Ergänzend sei auf folgendes verwiesen: Ausgehend von der oben dargestellten Rechtslage hätten auch die oben wiedergegebenen Darlegungen der Mitbeteiligten über die "Zuweisung" ihrer Kunden durch Ärzte der Berufung nicht zum Erfolg verhelfen können. Abgesehen davon, daß nur ein Teil der von der Mitbeteiligten angeführten Behandlungszwecke als auf Heilung von Krankheiten gerichtet angesehen hätte werden können, hat die Mitbeteiligte trotz entsprechenden Vorhaltes den (im Hinblick darauf, daß sie eine Begünstigung anstrebte, ihr obliegenden) Beweis dafür, daß bzw. in welchem Umfang mit der Verabreichung von Lichtbädern heilende Zwecke verfolgt wurden, nicht angetreten.

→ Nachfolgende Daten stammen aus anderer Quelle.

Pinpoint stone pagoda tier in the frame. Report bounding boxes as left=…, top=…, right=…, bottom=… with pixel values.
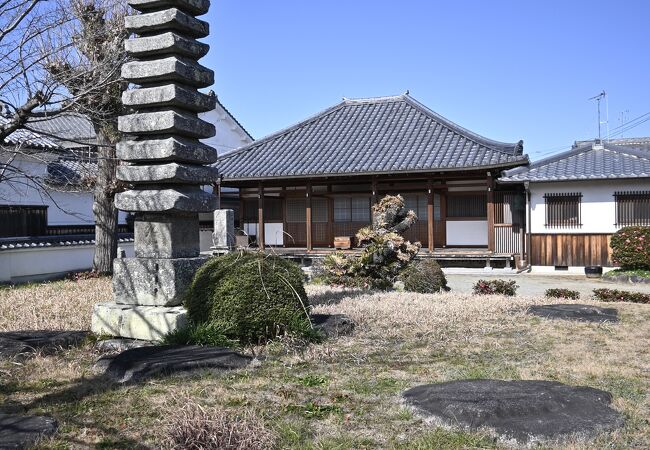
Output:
left=92, top=0, right=218, bottom=339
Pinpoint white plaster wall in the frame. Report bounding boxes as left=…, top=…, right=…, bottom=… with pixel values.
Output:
left=530, top=178, right=650, bottom=234
left=0, top=156, right=126, bottom=225
left=0, top=242, right=134, bottom=282
left=244, top=223, right=284, bottom=245
left=199, top=103, right=253, bottom=155
left=447, top=220, right=488, bottom=246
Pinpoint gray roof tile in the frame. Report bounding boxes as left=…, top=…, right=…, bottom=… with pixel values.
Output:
left=499, top=138, right=650, bottom=183
left=217, top=95, right=528, bottom=181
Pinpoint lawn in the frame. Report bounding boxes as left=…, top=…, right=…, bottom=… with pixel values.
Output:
left=0, top=279, right=650, bottom=449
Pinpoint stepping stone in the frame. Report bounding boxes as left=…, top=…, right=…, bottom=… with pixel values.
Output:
left=528, top=303, right=618, bottom=322
left=0, top=330, right=88, bottom=359
left=0, top=414, right=58, bottom=450
left=403, top=380, right=623, bottom=443
left=311, top=314, right=354, bottom=338
left=95, top=338, right=154, bottom=353
left=96, top=345, right=253, bottom=383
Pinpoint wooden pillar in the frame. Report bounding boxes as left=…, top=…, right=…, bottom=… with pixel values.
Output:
left=487, top=172, right=494, bottom=252
left=371, top=179, right=378, bottom=206
left=257, top=184, right=265, bottom=249
left=327, top=184, right=334, bottom=247
left=427, top=180, right=435, bottom=253
left=305, top=183, right=313, bottom=252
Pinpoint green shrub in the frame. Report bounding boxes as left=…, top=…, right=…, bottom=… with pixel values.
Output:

Ebensowenig hat die Mitbeteiligte im Berufungsverfahren einen konkreten Sachverhalt vorgetragen, aus dem ein Anspruch auf Anwendung der Begünstigungsvorschrift unter dem Gesichtspunkt von Treu und Glauben abgeleitet werden könnte. Ihrem Vorbringen, seitens des Finanzamtes Villach sei "eine diesbezügliche Auskunft" (nämlich in der Richtung, daß Umsätze aus Lichtbädern jeweils begünstigt zu besteuern seien) erteilt worden, kann weder entnommen werden, daß ein bestimmter Organwalter auf Grund einer umfassenden Information über den abgabenrechtlich relevanten Sachverhalt die behauptete Auskunft erteilt hätte, noch, welche besonderen Umstände vorgelegen wären, die im Sinne der Rechtsprechung des Verwaltungsgerichtshofes (vgl. z.B. das Erkenntnis vom 22. April 1991, Zl. 90/15/0007) ein Abgehen von der bisherigen Verwaltungsübung hätten unbillig erscheinen lassen. Nur am Rande sei bemerkt, daß das von der Mitbeteiligten bezeichnete Finanzamt zum behaupteten Zeitpunkt der Anfrage für die Erhebung der Umsatzsteuer nach § 8 Abs. 1 Z. 1 AVOG in der damals geltenden Fassung gar nicht zuständig gewesen wäre.